Event fields: Capturing light fields at high speed, resolution, and dynamic range

TL;DR

This work develops the underlying mathematical framework for Event Fields and introduces two foundational frameworks to capture them practically: spatial multiplexing to capture temporal derivatives and temporal multiplexing to capture angular derivatives.

Abstract

Event cameras, which feature pixels that independently respond to changes in brightness, are becoming increasingly popular in high-speed applications due to their lower latency, reduced bandwidth requirements, and enhanced dynamic range compared to traditional frame-based cameras. Numerous imaging and vision techniques have leveraged event cameras for high-speed scene understanding by capturing high-framerate, high-dynamic range videos, primarily utilizing the temporal advantages inherent to event cameras. Additionally, imaging and vision techniques have utilized the light field-a complementary dimension to temporal information-for enhanced scene understanding. In this work, we propose "Event Fields", a new approach that utilizes innovative optical designs for event cameras to capture light fields at high speed. We develop the underlying mathematical framework for Event Fields and introduce two foundational frameworks to capture them practically: spatial multiplexing to capture temporal derivatives and temporal multiplexing to capture angular derivatives.
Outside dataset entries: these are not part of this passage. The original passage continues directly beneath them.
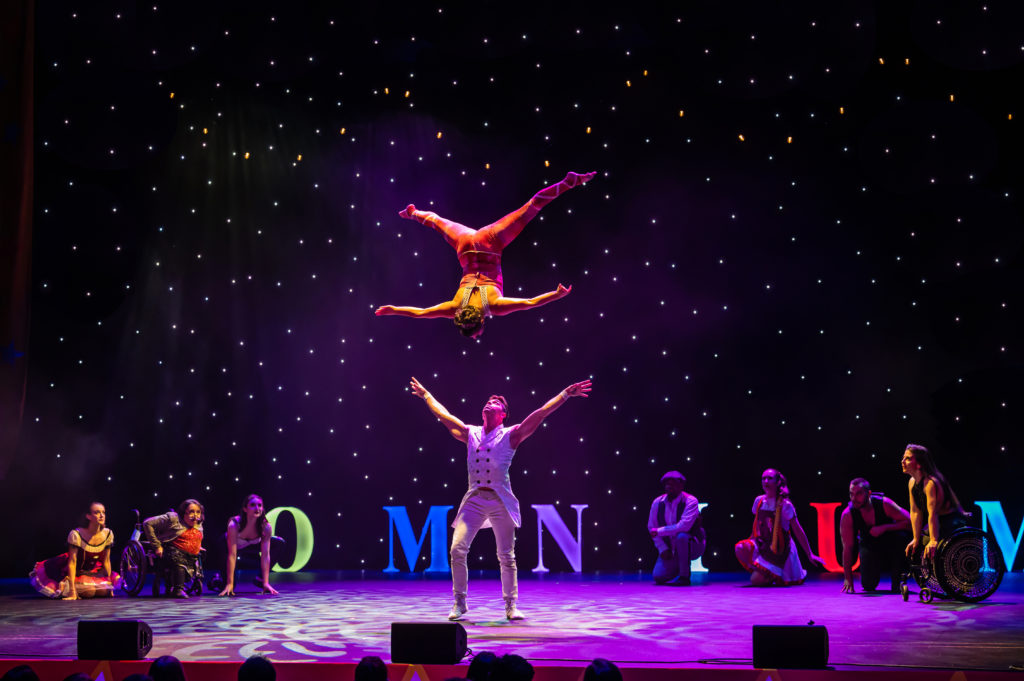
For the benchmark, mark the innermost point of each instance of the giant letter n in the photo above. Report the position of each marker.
(436, 524)
(992, 511)
(572, 548)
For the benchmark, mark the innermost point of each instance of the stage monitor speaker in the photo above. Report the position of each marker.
(427, 643)
(791, 647)
(114, 639)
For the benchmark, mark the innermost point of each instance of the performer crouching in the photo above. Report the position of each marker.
(489, 502)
To realize these, we design two complementary optical setups one using a kaleidoscope for spatial multiplexing and another using a galvanometer for temporal multiplexing. We evaluate the performance of both designs using a custom-built simulator and real hardware prototypes, showcasing their distinct benefits. Our event fields unlock the full advantages of typical light fields-like post-capture refocusing and depth estimation-now supercharged for high-speed and high-dynamic range scenes. This novel light-sensing paradigm opens doors to new applications in photography, robotics, and AR/VR, and presents fresh challenges in rendering and machine learning.

Figures (14)

• Figure 1: Result of template matching. (a) Two templates are selected from the reconstructed light field image—one in the foreground and one in the background. A template matching algorithm is applied to each template across all light field images to determine the shift amounts in (x,y). (b) The calculated shift amounts are plotted, forming a circular pattern consistent with the scanning curve, validating our concept.
• Figure 2: Blender plugin for physics-based event field rendering.
• Figure 2: Static scene refocusing. Two distinct static scenes are captured using our galvanometer design at a scan speed of 1 Hz. E2VID is used to reconstruct 100 light field frames. For each scene, we present the reconstructed refocusing result on two selected regions.
• Figure 3: Kaleidoscope design. (a) Ray sketch illustrating the light path through the rectangular kaleidoscope system, where rays from different angles are directed towards the event camera. (b) Hardware setup showing the main lens, rectangular kaleidoscope, beam splitter, event camera, and RGB camera. The main lens focuses the scene onto the kaleidoscope, which splits the view into multiple angles. The beam splitter directs part of the light to the RGB camera for standard imaging and part to the event camera to capture high-frequency events with angular differentiation.
• Figure 3: Depth calibration. We calibrate 7 depth points using an LED light placed at distances ranging from 15 inches to 100 inches. The depth (in inches) is linearly fitted to the disparity (in pixels) within this range, serving as our calibrated ratio. For new scenes, we detect disparity using a depth-from-focus algorithm and convert it into real-world depth using this calibrated relationship.